Sekelam Lot, Sekelam Menikah Tanpa Pilihan
Rabu, Oktober 01, 2014
Beberapa hari yang lalu, saya dan Mbak Truly ngobrol ngalor ngidul tentang pernikahan. Obrolan itu memancing saya mengingat tentang sistem perkawinan dalam perspektif Antropologi. Seperti biasa, kami mendiskusikan sesuatu yang akan disambung-sambungkan dengan teori (pada bagian ini biasanya Bu Mery akan mencibir kami, "Ah kalian berdua ini teori terus, prakteknya kapan???" --- lalu kami akan tertawa terbahak-bahak). Melalui sisa-sisa pengetahuan yang mulai terlupa saat mengambil mata kuliah Gender dan Antropologi dulu, saya kemudian menjelaskan tentang cara-cara perkawinan, misalnya melalui perjodohan, menikah dengan pilihan sendiri, dan kawin lari. Lalu ada jenis-jenis perkawinan dengan istilah-istilah dahsyat khas Antropologi: endogami, eksogami, dan tabu incest.

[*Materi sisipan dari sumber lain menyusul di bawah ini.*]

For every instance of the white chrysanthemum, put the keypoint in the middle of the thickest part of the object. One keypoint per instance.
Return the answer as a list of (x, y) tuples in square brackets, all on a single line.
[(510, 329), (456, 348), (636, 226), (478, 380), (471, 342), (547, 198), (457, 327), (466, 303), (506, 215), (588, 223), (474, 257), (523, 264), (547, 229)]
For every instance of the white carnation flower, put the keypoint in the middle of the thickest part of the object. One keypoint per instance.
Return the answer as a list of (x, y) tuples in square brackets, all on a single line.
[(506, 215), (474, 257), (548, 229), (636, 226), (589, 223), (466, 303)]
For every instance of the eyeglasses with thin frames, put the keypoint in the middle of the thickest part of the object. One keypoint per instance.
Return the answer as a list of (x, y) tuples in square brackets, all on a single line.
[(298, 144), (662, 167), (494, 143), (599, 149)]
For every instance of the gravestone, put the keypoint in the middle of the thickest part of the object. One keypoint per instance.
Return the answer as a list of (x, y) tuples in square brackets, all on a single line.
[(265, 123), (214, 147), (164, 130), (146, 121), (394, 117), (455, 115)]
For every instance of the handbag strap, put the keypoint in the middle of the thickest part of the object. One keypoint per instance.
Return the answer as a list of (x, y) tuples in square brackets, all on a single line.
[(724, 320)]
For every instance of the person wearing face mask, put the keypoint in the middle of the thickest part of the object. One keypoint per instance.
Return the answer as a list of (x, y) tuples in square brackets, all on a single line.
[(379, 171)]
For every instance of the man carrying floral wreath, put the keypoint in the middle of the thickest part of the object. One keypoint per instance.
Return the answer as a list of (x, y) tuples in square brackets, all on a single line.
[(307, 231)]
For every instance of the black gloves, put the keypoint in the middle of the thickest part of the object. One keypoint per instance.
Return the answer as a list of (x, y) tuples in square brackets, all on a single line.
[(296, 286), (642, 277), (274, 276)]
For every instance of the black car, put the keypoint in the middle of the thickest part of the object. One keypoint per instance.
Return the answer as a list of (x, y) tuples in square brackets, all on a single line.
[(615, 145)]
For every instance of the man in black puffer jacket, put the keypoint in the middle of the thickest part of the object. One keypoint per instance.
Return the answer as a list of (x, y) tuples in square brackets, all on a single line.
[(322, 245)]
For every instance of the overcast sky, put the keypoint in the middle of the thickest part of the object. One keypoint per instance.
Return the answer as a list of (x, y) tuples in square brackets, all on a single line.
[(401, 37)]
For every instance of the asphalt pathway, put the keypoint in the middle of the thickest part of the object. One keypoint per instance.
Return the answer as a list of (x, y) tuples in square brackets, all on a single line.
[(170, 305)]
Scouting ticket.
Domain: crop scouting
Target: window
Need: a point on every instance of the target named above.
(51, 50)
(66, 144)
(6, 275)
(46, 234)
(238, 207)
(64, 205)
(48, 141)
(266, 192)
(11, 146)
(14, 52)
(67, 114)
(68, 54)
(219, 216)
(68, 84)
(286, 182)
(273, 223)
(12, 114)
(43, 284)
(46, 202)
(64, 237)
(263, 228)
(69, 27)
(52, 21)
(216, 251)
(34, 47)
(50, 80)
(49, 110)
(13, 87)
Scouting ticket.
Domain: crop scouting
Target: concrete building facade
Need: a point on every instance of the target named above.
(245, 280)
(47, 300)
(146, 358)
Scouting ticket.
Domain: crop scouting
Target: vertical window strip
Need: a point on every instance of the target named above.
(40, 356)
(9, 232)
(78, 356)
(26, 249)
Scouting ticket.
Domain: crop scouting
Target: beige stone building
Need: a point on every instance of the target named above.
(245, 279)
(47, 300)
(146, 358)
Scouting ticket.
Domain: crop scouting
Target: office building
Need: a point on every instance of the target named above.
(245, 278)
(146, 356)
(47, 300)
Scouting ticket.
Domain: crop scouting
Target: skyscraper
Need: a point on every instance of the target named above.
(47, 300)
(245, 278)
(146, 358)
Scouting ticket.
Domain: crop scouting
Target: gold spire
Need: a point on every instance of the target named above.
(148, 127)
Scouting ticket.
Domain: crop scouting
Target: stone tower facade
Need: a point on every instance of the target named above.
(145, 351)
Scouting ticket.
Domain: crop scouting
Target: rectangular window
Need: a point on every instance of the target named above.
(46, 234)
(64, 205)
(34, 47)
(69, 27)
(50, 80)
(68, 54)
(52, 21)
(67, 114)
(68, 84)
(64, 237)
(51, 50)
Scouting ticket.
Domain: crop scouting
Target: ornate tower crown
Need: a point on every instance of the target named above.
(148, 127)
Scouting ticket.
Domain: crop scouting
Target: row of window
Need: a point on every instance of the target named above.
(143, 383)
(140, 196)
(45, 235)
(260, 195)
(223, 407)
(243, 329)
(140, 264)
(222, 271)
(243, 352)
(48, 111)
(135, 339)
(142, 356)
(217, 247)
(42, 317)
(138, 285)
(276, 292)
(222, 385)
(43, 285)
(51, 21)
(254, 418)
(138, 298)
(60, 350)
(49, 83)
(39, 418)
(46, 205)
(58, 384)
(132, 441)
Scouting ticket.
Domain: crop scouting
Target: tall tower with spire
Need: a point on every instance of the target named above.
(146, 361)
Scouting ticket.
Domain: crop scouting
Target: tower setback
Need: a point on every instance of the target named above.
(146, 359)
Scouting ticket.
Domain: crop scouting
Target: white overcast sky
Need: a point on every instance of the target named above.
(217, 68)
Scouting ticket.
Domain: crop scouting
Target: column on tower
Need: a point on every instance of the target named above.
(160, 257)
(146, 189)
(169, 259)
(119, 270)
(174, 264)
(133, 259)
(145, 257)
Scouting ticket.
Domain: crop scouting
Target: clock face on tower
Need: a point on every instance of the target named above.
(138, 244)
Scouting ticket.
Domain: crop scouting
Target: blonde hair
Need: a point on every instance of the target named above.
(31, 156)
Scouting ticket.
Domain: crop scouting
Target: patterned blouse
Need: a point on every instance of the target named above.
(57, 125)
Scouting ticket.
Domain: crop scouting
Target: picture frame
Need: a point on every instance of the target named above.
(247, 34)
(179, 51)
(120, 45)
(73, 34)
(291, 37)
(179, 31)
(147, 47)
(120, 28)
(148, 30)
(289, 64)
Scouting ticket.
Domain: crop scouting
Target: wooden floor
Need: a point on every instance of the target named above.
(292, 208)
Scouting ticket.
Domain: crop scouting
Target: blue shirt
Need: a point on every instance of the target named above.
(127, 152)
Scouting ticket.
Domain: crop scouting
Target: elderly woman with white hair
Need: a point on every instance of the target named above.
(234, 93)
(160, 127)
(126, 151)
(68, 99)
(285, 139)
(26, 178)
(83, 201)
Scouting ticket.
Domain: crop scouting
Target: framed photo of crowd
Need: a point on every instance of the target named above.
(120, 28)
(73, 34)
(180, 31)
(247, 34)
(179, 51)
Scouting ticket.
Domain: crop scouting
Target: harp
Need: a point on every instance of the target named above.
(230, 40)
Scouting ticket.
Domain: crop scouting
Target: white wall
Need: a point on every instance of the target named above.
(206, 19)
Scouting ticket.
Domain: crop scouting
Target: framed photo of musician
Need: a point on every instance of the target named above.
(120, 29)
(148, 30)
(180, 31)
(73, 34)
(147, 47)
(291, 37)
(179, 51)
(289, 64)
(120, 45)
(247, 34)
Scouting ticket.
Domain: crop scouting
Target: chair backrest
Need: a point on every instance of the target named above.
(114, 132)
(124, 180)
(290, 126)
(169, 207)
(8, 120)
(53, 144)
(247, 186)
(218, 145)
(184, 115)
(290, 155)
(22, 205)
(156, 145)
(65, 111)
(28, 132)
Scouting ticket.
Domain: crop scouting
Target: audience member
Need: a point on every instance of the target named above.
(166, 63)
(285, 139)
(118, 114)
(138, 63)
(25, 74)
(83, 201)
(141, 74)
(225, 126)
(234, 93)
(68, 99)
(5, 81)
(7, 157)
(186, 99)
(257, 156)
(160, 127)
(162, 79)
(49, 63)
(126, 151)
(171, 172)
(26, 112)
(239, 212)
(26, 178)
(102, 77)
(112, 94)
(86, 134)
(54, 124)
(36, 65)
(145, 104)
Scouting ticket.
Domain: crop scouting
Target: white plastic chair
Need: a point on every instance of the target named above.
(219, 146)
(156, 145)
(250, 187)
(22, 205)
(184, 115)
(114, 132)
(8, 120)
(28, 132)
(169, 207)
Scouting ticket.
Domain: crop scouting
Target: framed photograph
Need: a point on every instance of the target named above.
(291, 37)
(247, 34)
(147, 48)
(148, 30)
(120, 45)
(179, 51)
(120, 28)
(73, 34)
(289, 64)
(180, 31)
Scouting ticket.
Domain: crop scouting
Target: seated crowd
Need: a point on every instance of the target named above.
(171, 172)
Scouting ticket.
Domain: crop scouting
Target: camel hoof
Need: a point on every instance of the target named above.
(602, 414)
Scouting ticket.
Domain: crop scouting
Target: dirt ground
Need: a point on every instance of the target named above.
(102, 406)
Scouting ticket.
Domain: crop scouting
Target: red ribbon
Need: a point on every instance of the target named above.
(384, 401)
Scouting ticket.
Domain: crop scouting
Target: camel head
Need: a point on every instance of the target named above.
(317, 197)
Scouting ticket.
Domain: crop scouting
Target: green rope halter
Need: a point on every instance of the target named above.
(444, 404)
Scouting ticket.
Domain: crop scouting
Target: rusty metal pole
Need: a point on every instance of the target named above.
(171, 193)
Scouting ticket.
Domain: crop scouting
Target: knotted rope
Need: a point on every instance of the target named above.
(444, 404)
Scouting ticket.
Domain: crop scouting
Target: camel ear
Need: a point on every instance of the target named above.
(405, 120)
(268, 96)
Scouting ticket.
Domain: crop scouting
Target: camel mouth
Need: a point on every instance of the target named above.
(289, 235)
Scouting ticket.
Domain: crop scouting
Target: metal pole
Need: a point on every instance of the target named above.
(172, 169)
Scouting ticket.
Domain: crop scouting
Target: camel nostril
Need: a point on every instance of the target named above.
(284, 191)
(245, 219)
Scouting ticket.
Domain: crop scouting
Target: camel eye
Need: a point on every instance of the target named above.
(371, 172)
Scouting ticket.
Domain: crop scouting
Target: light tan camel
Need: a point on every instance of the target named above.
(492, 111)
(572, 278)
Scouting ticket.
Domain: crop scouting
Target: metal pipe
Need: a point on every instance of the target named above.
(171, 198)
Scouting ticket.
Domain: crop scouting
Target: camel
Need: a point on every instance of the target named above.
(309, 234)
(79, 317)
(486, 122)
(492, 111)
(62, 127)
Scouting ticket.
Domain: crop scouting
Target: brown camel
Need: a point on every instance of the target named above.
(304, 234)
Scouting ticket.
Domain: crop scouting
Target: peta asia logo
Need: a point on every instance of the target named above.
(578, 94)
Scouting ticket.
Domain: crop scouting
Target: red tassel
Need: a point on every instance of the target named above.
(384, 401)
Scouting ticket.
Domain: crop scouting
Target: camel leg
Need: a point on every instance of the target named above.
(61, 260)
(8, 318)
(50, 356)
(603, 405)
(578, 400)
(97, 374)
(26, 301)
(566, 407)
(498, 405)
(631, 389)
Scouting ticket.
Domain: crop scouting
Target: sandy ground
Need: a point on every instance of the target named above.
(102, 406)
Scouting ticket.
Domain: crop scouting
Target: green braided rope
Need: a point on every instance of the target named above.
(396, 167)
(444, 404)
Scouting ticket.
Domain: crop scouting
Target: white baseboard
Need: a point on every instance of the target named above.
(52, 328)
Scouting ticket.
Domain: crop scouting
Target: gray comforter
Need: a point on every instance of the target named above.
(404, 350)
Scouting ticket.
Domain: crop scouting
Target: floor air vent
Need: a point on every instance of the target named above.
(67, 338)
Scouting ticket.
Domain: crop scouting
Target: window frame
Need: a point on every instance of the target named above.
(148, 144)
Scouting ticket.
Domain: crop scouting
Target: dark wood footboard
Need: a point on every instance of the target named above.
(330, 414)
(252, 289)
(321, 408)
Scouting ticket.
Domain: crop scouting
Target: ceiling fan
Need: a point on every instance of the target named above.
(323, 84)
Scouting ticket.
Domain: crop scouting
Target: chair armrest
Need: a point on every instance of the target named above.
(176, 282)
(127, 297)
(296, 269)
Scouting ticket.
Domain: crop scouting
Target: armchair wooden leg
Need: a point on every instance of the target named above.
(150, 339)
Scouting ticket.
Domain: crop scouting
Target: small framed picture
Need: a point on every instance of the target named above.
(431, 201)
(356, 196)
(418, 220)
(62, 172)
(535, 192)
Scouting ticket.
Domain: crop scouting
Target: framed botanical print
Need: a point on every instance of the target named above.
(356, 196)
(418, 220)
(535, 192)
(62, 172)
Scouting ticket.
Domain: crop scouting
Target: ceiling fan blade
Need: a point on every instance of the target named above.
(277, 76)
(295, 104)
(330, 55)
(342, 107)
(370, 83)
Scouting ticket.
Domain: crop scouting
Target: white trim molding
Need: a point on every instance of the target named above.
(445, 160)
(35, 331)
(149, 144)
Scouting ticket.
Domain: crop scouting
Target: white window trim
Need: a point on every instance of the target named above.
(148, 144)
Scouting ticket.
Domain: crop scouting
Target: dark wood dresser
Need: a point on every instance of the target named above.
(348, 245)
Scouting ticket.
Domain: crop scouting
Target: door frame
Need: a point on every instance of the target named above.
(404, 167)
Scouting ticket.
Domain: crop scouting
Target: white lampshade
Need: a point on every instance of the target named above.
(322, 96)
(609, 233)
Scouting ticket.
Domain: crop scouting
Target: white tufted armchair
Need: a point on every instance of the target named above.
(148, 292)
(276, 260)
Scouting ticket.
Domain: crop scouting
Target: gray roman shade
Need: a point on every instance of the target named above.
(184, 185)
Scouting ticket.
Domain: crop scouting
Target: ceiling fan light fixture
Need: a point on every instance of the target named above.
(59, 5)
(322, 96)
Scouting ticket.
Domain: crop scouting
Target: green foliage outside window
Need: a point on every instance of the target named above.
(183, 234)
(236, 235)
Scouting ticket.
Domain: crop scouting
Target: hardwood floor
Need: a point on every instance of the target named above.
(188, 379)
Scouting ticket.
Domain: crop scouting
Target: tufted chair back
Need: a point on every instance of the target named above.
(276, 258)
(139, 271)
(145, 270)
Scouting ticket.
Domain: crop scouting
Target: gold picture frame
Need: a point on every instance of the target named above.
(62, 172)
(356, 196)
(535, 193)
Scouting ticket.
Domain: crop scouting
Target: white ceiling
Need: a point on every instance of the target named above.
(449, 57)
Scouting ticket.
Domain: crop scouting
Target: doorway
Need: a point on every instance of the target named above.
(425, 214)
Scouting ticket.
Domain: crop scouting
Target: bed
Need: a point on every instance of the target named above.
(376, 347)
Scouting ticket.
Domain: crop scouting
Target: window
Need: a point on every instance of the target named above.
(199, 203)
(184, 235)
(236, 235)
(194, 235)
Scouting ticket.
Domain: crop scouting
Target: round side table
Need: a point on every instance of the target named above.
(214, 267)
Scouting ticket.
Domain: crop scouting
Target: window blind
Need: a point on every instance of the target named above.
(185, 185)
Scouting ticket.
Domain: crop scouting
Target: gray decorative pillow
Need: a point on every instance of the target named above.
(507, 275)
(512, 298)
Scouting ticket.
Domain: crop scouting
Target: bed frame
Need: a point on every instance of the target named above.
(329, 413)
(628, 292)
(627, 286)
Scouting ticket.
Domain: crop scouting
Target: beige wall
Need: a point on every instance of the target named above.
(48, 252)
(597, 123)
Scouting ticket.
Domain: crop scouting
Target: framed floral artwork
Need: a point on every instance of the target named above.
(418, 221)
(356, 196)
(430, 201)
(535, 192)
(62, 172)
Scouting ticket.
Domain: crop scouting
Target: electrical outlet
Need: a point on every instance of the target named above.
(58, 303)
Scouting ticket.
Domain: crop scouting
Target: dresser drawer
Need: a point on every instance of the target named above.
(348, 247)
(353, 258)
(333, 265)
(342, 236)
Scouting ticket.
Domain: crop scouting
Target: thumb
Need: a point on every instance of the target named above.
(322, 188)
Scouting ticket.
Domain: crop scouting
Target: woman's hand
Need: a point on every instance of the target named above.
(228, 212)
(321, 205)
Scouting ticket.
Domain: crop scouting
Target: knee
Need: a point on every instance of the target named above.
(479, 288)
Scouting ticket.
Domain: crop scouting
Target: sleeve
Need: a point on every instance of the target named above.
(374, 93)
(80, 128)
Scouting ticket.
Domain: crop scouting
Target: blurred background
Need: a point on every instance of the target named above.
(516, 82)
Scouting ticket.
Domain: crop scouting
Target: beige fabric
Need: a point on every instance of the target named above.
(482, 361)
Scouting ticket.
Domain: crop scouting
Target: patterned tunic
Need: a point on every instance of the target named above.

Secara sederhana, endogami adalah pernikahan dengan anggota kelompok yang sama, misalnya satu suku, agama, atau ras. Eksogami, saudaranya endogami, diartikan sebagai pernikahan dengan anggota di luar kelompok. Orang tua saya jelas masuk kategori eksogami: mereka beda suku dan beda agama. Adik endogami dan eksogami bernama tabu incest atau pernikahan sedarah. Misalnya, paman menikah dengan keponakan, kakak dan adik kandung, antar saudara sepupu, et cetera. Pembicaraan kami kemudian bermuara pada pernikahan incest. Saya dan Mbak Truly bergidik membayangkan hal itu walaupun faktanya dalam masyarakat kita masih ada yang menganut incest marriage, apalagi jika mereka termasuk kalangan bangsawan.
Masalah incest kemudian membuat diskusi kami menelusuri kitab suci (See...ada studi terdahulunya, kan). Mbak Truly mengatakan bahwa ia teringat salah satu kisah dalam Perjanjian Lama tentang Lot, keponakan Abraham. Saya pun tercekat, karena saya juga mengetahui kisah itu. Sebuah kisah yang sangat "mengganggu" ingatan kanak-kanak saya. Kisah yang sangat kelam dan tragis. Kisah yang membuat sedih sekaligus ngeri. Kisah ini terasa ganjil sampai-sampai jarang diceritakan di sekolah minggu dan jarang pulang diangkat dalam khotbah-khotbah. Kisah Lot adalah salah satu kenyataan paling menyedihkan yang tersurat dalam kitab suci.
***
Lot, lelaki itu adalah pemuda yang baik. Ketika Abram-sebelum berganti nama jadi Abraham-, pamannya meninggalkan tanah kelahiran mereka untuk pergi ke tempat yang ditunjukkan Allah, ia pun turut serta. Di tengah-tengah perjalanan mereka menuju Tanah Perjanjian, terjadi suatu perkara yang harus diselesaikan. Baik Lot dan Abram memiliki harta yang banyak sementara tanah yang mereka diami bersama untuk sementara tidak cukup untuk kekayaan mereka berdua. Keadaan itu menimbulkan pertengkaran antara gembala Lot dan gembala Abram. Agar tercipta perdamaian di antara gembala-gembala mereka, Lot dan Abram kemudian berpisah dengan membagi daerah mereka. Abram tetap menetap di Kanaan, tanah yang dijanjikan Tuhan padanya. Sementara Lot memilih daerah dekat lembah Yordan yang subur dan banyak airnya. Akan tetapi, tempat itu dekat dengan Sodom.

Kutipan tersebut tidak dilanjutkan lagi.